Há dez dias, talvez mais tempo ainda
Há 10 dias acordei de uma “viagem” bem idiota para minha idade, nem tão avançada assim, é bem verdade. Dei-me conta que estava a bater boca ou bater teclas de notebook com pessoas que mal conheço, com quem não tenho a menor intimidade sobre política, sobre socialismo utópico ou capitalismo selvagem. Da festa, da grande festa que ocorre na política a maioria de nós, a patuleia (como define Elio Gaspari), não será convidada a participar, a não ser, é claro, na hora de pagar a conta. Na grande festa da exibição da genitália masculina, para não escrever termo mais chulo, a gente entra com as bundas, para não escrever outro termo vulgar. Então, decidi parar de rebater e apenas ler, às vezes nem isso, as opiniões contrárias, sem a manifestação contrária. Tem Grêmio e Inter, tem chimangos e maragatos...é isso aí, a grande diversidade e em cada cabeça, uma sentença.
Muitos de nossos valorosos companheiros estão sob efeito desse vírus que não encontra limites, somos pequenos demais. Muitos sobreviverão a seu ataque, outros quedarão. A gente fica meio anestesiado diante do que parece inexorável, o contágio. Leio que em São Paulo concluíram que a metade dos contagiados era absolutamente assintomático e isso é assustador. Por que o vírus me quis, por que não me quis? Diante desse panorama as discussões sobre política e futebol ganham papel secundário, irrelevante...
Tem pessoas que passam em nossas vidas e marcam. Temos nossos ídolos das músicas, cinema, teatro, futebol. Tem a gente que a gente queria ser tal qual. Lembro de Raul e seu túmulo no gramado do Jardim da Saudade em Salvador; ali, no chão, uma placa azul de letras brancas: Raul dos Santos Seixas e eu chorei; chorei porque éramos próximos, eu acho, ele dizia e cantava a crítica de uma sociedade que não era atenta à solidariedade. Pintava liberdade de costumes e uma sociedade alternativa, eu era jovem e queria um novo mundo, não utópico, mas um mundo possível; é provável que ele não venha, não nessa geração. Ali, sob a placa, entremeado ao pó, estava meu ídolo, o maluco beleza, o que havia assistido à sessão das dez, o que queria partir em um disco voador, como o Capitão Blood.

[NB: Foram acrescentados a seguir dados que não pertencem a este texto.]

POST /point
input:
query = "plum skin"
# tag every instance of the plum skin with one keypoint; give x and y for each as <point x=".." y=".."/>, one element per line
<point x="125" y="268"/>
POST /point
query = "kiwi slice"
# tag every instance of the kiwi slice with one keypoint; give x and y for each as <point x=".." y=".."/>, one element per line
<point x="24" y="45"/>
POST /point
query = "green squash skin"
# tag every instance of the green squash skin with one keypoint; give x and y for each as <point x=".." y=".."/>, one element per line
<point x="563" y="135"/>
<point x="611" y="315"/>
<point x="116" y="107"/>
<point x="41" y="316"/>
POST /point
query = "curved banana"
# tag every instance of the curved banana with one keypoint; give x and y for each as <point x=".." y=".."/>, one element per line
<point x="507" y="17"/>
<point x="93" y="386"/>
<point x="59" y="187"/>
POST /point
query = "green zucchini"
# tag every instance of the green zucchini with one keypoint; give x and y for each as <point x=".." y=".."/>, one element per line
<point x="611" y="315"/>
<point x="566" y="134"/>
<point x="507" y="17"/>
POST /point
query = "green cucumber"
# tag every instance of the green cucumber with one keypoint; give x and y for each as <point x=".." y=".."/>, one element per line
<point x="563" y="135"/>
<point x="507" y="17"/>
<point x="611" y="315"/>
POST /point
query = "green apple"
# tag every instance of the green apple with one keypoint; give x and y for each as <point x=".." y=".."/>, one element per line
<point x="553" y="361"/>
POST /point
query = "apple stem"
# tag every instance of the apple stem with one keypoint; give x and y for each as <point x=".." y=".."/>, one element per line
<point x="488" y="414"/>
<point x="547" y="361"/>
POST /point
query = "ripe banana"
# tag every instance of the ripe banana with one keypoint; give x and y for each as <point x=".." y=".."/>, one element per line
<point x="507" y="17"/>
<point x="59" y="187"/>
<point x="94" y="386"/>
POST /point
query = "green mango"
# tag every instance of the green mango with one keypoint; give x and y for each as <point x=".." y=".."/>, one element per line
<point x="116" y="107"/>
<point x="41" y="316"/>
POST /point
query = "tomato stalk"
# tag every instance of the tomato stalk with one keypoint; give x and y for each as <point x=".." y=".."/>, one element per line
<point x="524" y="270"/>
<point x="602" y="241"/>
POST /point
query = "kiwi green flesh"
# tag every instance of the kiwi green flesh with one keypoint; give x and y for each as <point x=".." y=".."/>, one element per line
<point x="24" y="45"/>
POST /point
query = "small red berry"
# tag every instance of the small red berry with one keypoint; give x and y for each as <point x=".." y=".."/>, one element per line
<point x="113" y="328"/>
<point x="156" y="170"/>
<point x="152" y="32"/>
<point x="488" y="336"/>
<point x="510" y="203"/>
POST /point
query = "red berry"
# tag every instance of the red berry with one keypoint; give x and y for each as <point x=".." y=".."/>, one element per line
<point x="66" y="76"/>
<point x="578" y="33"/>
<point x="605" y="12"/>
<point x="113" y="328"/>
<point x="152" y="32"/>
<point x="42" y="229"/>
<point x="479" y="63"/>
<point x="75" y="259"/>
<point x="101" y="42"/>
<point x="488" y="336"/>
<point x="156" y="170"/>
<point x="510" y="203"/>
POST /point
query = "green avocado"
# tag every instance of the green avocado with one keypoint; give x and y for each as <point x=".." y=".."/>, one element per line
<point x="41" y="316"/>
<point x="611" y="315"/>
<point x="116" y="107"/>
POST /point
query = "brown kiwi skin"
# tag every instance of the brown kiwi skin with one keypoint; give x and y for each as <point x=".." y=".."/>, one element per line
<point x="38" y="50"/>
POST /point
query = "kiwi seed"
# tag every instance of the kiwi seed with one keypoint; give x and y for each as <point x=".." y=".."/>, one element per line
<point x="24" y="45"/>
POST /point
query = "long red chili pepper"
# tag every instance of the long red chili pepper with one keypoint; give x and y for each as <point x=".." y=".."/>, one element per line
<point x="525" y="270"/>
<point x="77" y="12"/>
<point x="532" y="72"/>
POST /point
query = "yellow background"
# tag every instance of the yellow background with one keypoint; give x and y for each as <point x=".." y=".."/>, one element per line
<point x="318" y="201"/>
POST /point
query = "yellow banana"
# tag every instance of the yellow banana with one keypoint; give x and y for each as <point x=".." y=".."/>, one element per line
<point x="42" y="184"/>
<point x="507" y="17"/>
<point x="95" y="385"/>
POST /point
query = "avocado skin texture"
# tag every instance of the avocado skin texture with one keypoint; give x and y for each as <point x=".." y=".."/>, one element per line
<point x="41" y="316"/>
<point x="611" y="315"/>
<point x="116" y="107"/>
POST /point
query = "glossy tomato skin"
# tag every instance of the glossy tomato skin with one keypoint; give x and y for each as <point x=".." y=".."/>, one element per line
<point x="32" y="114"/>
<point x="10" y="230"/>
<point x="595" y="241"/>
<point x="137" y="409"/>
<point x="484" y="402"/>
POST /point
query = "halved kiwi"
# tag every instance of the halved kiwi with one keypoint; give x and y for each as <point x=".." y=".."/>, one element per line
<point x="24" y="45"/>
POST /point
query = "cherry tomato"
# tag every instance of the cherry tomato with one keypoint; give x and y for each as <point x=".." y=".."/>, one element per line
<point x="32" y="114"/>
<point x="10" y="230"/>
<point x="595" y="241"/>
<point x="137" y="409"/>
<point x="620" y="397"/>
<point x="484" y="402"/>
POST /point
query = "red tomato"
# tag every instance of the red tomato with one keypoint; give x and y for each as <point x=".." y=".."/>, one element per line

Lembrei subitamente de Luciana Vendramini, sei lá porquê. Era uma das musas de um passado recente, uma menina de São Paulo que viveu uns tempos com o roqueiro Paulo Ricardo. Veio-me Luli, esposa de Jaime Ughini, que como seu marido foi embora cedo demais. Nunca tivemos intimidade nos convívios, mas era a Luli...a Luli e lá vinha ela pela Moron, de braços dados com sua mãe. Ela tinha tudo a ver com a Moron...a mais bela rua da cidade não será a mesma sem Luli, pelo menos para os da nossa turma. Quando penso na Luli e em Jaime, amigos tão simpáticos e tão queridos, penso nas bobagens e mesquinharias que expomos nas redes sociais, espaço que poderia estar ocupado com o nosso melhor. Merda, não é mesmo? Estamos na torcida para Edu Wentz porque o Boka é quase nossa segunda casa, assim como o Natus. Ali, nesses bares, estão petrificados milhares de grandes momentos e essas pessoas queridas são parte de nossas carnes, são parte de nosso sangue. Estamos na vigília por Alexandre Fagundes, (em recuperação de acidente de trânsito) filho de nossos amigos e, portanto, nosso filho também. Merda...termo chulo, é verdade...merda, merda...a vida, às vezes, é uma merda. Mas, não se entreguemo.